Just be sure and have enough Moca filters. The most important one is on the Point of Entry (PoE) to the house so you don't get noise from outside or mess up your neighbor's signal. It is strongly advised to put a second one on the coaxial leading to your modem. It may not be necessary, but some modems can be noisy, and it is an inexpensive way to avoid problems. So at worse you are wasting $8, but at best you are avoiding intermittent problems that are difficult to trace.


----------



## bradleys (Oct 31, 2007)

I know moCa filters are recommended but the risk for a single family residence is minor - an apartment situation is another story. I suppose least common denominator and all..



> How can I secure my MoCA network and improve its performance?
> 
> Poe Filter
> Because MoCA connects your home network to your coax cable, it is possible for the MoCA signal to carry your network signal out of your home. That means that if a close neighbor has a MoCA adapter of their own, it might be possible for them to connect to your home network. While this isn't very likely, the way to avoid it completely is to install a Point-of-Entry (POE) filter where the coax cable enters your home. Installing a POE filter also prevents signal conflicts with other MoCA networks and improves your MoCA network's performance. A POE filter is easy to install and can be found on TiVo store. Find out how to install your POE filter here: Instructions for installing a POE filter.


https://www.tivo.com/assets/pdfs/mytivo/POEFilterInstallation.pdf

https://www.tivo.com/shop/detail/moca-poe


----------



## Pacomartin (Jun 11, 2013)

bradleys said:


> I know moCa filters are recommended but the risk for a single family residence is minor


I consider the primary reason to be noise management, and the secondary reason to be network interference with your neighbor.

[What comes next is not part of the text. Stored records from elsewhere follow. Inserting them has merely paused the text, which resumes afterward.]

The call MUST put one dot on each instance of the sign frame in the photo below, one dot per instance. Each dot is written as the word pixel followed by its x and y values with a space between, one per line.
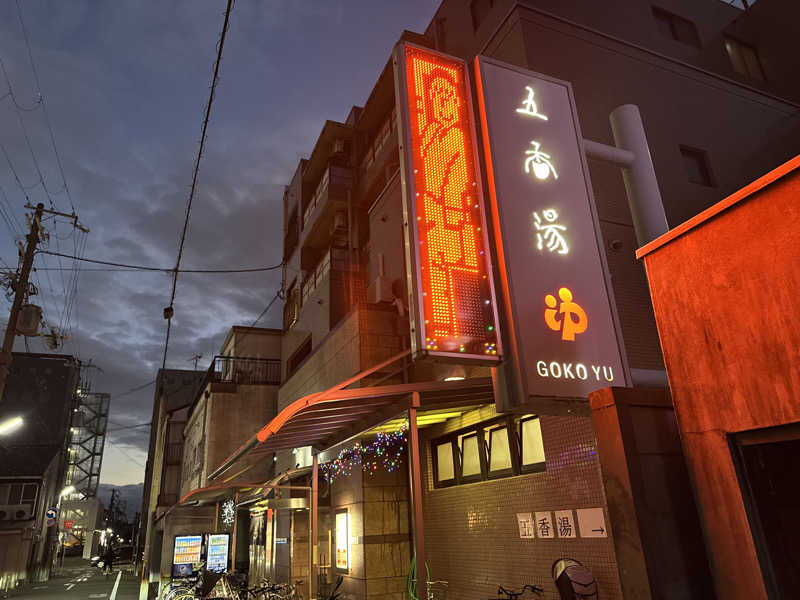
pixel 512 373
pixel 416 310
pixel 338 545
pixel 174 546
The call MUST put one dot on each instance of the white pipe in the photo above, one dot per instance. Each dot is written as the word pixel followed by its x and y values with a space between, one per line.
pixel 610 154
pixel 644 197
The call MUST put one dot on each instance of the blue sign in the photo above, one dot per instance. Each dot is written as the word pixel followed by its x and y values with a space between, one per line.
pixel 217 557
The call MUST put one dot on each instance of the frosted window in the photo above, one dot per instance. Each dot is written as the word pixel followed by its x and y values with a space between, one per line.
pixel 499 451
pixel 470 456
pixel 444 462
pixel 532 447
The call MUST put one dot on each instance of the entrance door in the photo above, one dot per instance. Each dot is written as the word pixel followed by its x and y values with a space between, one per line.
pixel 769 475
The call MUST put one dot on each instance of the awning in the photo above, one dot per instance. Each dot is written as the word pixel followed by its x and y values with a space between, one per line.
pixel 324 419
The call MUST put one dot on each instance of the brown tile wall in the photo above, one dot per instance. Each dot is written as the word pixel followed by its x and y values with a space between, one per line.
pixel 471 533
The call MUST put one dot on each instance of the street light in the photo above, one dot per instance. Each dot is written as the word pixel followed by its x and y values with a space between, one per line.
pixel 10 425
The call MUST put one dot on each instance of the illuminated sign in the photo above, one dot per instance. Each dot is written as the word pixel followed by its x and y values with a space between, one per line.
pixel 562 337
pixel 447 250
pixel 187 549
pixel 217 560
pixel 343 540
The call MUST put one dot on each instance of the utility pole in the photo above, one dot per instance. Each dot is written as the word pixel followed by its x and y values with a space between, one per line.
pixel 20 291
pixel 21 283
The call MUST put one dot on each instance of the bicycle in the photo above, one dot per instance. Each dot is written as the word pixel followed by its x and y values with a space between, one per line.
pixel 512 595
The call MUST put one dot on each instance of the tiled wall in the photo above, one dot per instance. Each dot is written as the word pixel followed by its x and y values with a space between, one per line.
pixel 471 532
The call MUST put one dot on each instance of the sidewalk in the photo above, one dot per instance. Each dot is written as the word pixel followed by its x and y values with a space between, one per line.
pixel 79 581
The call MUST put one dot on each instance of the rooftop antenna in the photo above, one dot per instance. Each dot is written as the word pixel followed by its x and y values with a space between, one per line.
pixel 195 358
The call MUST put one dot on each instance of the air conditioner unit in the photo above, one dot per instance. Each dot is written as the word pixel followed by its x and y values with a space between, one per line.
pixel 15 512
pixel 380 290
pixel 339 222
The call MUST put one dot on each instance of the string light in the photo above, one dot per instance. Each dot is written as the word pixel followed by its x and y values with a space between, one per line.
pixel 386 451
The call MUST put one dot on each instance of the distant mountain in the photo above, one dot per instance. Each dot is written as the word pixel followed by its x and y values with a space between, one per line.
pixel 129 495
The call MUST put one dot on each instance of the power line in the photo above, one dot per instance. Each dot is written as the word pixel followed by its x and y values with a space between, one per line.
pixel 71 290
pixel 133 390
pixel 168 312
pixel 121 451
pixel 124 266
pixel 123 427
pixel 44 105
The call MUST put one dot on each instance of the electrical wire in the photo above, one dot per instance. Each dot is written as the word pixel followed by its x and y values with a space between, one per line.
pixel 133 390
pixel 44 105
pixel 123 427
pixel 175 271
pixel 121 451
pixel 71 290
pixel 124 266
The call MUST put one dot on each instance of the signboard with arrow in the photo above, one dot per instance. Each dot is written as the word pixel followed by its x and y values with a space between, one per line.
pixel 592 522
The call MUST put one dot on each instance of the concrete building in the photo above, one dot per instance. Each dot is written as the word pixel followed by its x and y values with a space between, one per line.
pixel 41 388
pixel 718 109
pixel 175 391
pixel 199 419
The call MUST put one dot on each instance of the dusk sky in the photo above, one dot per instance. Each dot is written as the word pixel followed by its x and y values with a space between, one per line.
pixel 125 84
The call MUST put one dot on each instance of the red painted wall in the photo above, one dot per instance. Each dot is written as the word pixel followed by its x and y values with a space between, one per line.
pixel 726 293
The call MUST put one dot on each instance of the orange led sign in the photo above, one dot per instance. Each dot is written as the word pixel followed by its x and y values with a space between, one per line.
pixel 451 289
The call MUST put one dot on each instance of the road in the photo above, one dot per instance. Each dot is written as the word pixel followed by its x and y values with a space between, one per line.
pixel 82 582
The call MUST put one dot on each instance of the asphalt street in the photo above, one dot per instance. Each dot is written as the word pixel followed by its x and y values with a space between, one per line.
pixel 79 581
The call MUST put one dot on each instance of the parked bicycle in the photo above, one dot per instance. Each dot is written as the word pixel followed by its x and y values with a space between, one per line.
pixel 507 594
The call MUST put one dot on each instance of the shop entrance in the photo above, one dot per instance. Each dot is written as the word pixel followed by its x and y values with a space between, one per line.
pixel 769 476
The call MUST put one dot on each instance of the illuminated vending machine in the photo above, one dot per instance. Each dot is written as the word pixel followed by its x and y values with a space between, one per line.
pixel 217 551
pixel 187 556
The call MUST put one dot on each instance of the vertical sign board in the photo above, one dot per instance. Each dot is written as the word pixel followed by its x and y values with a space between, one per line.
pixel 562 339
pixel 342 540
pixel 217 554
pixel 452 303
pixel 186 553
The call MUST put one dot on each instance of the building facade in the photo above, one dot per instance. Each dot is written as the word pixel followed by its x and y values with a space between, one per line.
pixel 34 460
pixel 200 418
pixel 732 377
pixel 489 498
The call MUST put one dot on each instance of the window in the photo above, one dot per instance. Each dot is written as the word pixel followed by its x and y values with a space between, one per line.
pixel 744 59
pixel 471 469
pixel 479 9
pixel 502 447
pixel 697 168
pixel 299 356
pixel 29 493
pixel 15 494
pixel 445 466
pixel 675 27
pixel 499 451
pixel 530 436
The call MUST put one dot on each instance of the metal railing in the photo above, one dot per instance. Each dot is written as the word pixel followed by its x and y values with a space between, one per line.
pixel 245 371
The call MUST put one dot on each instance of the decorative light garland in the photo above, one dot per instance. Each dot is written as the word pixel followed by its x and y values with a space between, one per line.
pixel 386 450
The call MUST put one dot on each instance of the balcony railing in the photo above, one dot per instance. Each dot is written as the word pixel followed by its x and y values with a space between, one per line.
pixel 167 499
pixel 245 371
pixel 174 453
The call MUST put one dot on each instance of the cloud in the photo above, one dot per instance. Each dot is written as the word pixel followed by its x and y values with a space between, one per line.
pixel 126 84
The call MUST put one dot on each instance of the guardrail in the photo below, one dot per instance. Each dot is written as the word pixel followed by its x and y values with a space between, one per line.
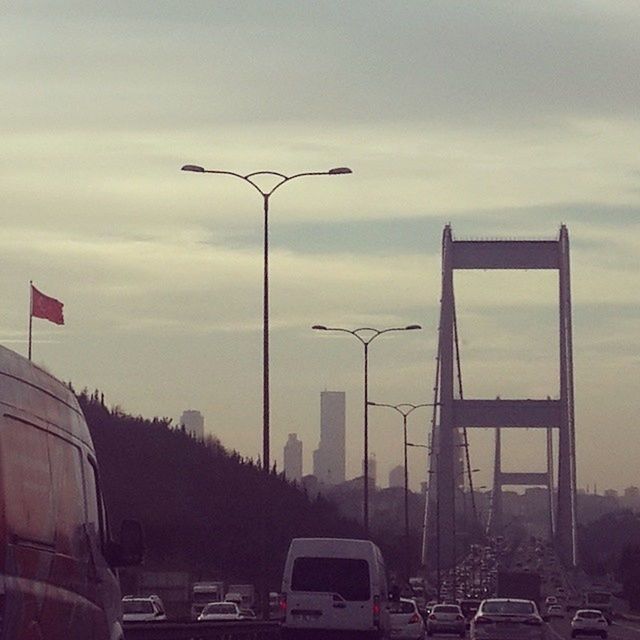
pixel 203 630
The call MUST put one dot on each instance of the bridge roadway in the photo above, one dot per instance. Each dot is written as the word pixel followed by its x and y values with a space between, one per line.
pixel 621 629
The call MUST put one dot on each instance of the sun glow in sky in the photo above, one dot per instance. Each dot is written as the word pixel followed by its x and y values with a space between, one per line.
pixel 503 119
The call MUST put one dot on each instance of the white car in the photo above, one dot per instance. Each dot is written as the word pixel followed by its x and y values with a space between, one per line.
pixel 508 619
pixel 446 618
pixel 221 611
pixel 406 621
pixel 141 610
pixel 589 622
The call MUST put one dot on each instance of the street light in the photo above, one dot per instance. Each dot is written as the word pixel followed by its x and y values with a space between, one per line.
pixel 370 335
pixel 404 409
pixel 279 179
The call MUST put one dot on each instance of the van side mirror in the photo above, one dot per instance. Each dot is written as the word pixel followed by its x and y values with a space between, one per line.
pixel 128 550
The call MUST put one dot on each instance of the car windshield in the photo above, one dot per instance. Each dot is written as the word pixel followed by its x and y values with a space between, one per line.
pixel 589 615
pixel 444 608
pixel 219 607
pixel 137 606
pixel 402 607
pixel 508 607
pixel 348 577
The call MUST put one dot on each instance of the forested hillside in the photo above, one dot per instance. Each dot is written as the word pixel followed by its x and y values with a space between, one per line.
pixel 201 506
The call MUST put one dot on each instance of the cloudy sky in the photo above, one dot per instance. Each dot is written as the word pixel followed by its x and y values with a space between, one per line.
pixel 501 118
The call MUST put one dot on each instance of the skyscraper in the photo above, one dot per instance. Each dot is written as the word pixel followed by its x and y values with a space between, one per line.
pixel 293 458
pixel 193 423
pixel 329 457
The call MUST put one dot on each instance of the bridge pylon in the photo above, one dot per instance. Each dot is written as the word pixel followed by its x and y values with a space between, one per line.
pixel 455 413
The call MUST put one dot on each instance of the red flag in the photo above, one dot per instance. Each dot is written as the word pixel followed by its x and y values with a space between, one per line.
pixel 45 307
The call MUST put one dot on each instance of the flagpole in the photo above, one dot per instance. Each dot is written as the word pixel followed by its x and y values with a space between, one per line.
pixel 30 313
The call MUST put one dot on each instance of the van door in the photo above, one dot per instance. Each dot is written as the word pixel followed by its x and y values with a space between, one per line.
pixel 330 593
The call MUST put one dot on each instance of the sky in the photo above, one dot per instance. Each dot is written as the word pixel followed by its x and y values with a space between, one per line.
pixel 503 119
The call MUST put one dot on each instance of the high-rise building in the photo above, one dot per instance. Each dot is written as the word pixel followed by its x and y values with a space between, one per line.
pixel 396 476
pixel 193 423
pixel 329 458
pixel 293 458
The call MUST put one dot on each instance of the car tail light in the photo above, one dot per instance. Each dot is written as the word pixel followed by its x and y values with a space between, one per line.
pixel 376 610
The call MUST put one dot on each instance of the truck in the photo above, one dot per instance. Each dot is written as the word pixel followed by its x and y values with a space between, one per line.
pixel 599 599
pixel 204 592
pixel 243 594
pixel 519 584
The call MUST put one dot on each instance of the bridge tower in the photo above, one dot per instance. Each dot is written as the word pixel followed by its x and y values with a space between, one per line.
pixel 455 413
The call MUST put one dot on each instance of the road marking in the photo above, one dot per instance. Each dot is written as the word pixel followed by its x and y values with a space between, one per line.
pixel 624 626
pixel 555 633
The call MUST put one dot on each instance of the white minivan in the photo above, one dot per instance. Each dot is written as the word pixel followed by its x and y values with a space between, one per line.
pixel 334 587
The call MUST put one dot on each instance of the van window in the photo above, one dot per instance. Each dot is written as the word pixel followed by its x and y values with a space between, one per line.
pixel 348 577
pixel 26 481
pixel 66 480
pixel 96 517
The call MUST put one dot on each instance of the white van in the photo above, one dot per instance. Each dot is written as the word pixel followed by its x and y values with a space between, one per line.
pixel 57 559
pixel 334 587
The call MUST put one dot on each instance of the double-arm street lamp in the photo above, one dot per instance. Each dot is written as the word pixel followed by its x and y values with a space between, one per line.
pixel 277 180
pixel 280 179
pixel 404 409
pixel 366 335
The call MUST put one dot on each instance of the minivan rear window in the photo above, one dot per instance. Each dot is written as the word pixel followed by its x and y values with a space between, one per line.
pixel 348 577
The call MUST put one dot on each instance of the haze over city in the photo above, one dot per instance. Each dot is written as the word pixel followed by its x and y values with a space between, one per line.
pixel 503 121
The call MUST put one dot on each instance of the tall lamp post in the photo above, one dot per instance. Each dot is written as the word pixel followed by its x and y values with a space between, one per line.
pixel 404 409
pixel 370 334
pixel 279 179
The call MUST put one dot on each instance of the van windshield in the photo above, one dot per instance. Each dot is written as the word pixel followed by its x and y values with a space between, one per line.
pixel 348 577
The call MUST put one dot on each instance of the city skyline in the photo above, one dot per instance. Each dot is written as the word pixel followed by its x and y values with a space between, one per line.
pixel 502 123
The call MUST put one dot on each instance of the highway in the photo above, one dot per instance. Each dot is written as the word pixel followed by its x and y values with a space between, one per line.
pixel 619 630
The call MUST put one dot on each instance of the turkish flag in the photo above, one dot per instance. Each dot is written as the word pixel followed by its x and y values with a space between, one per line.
pixel 45 307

Noise, is variable. Every situation is different. I have talked to the RCN technicians and they say statistically they have a lot of problems without the filters. Also the issues with the modems do not happen a big percentage of the time, but it is cheap insurance. As one report stated simply "What is the cost of a filter compared to the cost of a truck roll?".

It's like too many splits. My system worked with several splits, but I felt it was worth doing the cable rewiring so that I got my wiring down to one 4 way split and my downstream power to 1 dBmV. Every now and then it spikes up to 4 dBmV, but I know my system has enough flexibility to handle transient problems.


----------



## DawnW (Nov 28, 2008)

Thank you. I think I have it now.


----------



## vurbano (Apr 20, 2004)

minis can be wireless for 35 bucks http://www.amazon.com/Linksys-Wireless-AC-Universal-Connector-WUMC710/dp/B0090DX8O8
These work incredibly well for me. Absolutely flawless


----------



## DawnW (Nov 28, 2008)

oh, even better! Thanks.



vurbano said:


> minis can be wireless for 35 bucks http://www.amazon.com/Linksys-Wireless-AC-Universal-Connector-WUMC710/dp/B0090DX8O8
> These work incredibly well for me. Absolutely flawless


----------



## vurbano (Apr 20, 2004)

DawnW said:


> oh, even better! Thanks.


you need wireless AC router. I use an ASUS RT-AC68U


----------



## bradleys (Oct 31, 2007)

Wireless isn't officially supported for streaming (but should work), however, that isn't really the problem with this recomendation. 

The issue is you would need one of these at each access point in your home... You would also need to make sure it will work with your existing wireless router or upgrade to the companion lynksis router as well.

Most modern'ish homes already have coax drops conveniently located throughout the home making moCa cheaper and more reliable than this meathod.

That said, no reason this wireless AC router won't work - but as I said, you are going to need 4 of them - one for each mini.

If you go moCa - you just need one Actiontec bridge and a tivo will work at any coax drop in your house.

If you have one hard to reach spot without either a coax or Ethernet drop - this is a great suggestion.


----------



## jcthorne (Jan 28, 2002)

DawnW said:


> oh, even better! Thanks.


No, not better. If you have coax OR Ethernet at each tv location, stick with the hard wired solution. You will be miles ahead in reliability and ease of use.

The wireless work around is only to be considered if a hard wired solution is not available and its not supported by tivo because of its problems.


----------



## DawnW (Nov 28, 2008)

Actually after I posted I wondered about this.

Thanks

Dawn



jcthorne said:


> No, not better. If you have coax OR Ethernet at each tv location, stick with the hard wired solution. You will be miles ahead in reliability and ease of use.
> 
> The wireless work around is only to be considered if a hard wired solution is not available and its not supported by tivo because of its problems.


----------